This year, I started to use a more visual aspect of teaching parallel line theorems. In the past, I have just given very technical location comparisons that are not intuitive and are hard to see – especially when there are ‘trick’ questions where the angles actually have no relationship.
Before:
- Vertical angles: “angles on opposite sides of intersecting lines”
- Alternate Interior Angles: “Interior angles, non-adjacent, and on opposite sides of the transversal”
- Alternate Exterior Angles: “Exterior angles, non-adjacent, and on opposite sides of the transversal”
- Corresponding Angles: “Angles in the same ‘position’ at each intersection”
- I give them a reference to “news correspondents”, who are doing the “same” job, just in a different location
- Consecutive Interior Angles: “Interior angles, non-adjacent, and on the same side of the transversal
Now:
- Vertical Angles: Make an X shape
- Alternate Interior Angles: Make a Z shape
- Corresponding Angles: Make an F shape
- Co-interior Angles: Make a C shape
- Linear Pair: Make a T shape
To be clear, I still offer the technical definition for students who work better with exact specifications like that, and to ensure that they still understand that this isn’t simply made up relationships. Unfortunately, alternate exterior does not offer a good letter shape, but the students came up with ‘Reversed L’ shape as a supplement.

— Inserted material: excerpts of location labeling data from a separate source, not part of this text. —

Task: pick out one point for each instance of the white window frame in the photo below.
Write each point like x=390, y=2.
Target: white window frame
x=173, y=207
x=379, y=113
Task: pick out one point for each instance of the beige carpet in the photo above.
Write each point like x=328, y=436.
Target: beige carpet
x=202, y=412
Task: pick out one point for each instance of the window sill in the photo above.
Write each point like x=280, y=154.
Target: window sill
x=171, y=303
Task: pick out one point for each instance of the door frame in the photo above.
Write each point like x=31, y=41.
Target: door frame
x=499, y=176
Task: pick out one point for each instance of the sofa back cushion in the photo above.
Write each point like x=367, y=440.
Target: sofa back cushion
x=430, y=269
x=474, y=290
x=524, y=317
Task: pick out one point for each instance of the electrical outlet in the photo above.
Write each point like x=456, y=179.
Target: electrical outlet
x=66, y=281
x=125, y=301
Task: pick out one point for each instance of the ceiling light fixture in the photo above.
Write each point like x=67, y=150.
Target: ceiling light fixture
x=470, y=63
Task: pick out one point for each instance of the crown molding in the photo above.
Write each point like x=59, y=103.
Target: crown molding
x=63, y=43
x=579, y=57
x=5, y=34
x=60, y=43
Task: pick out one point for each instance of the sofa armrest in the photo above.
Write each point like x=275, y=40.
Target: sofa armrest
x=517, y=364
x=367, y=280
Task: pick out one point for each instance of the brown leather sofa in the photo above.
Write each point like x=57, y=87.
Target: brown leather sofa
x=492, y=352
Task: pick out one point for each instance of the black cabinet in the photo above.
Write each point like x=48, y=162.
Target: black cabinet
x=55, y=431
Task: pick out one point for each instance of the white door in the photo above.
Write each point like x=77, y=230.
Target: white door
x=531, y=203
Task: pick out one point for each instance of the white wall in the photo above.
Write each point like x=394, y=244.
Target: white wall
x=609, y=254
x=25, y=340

My students are really taking to this, and are using their diagrams more closely than past years. They are also less thrown off by ‘trick’ questions, because angles without a relationship (excluding alternate exterior angles) do not make a nice letter shape.
This visualization will come in handy when we move to triangles, because they can still see the shapes without the extended lines.
I also switched to the UK version of ‘consecutive interior’. I don’t know if that’s a problem but the students seem to remember it easier than ‘consecutive-interior’ or ‘same-side interior’, even though they still have that listed in their chapter dictionaries.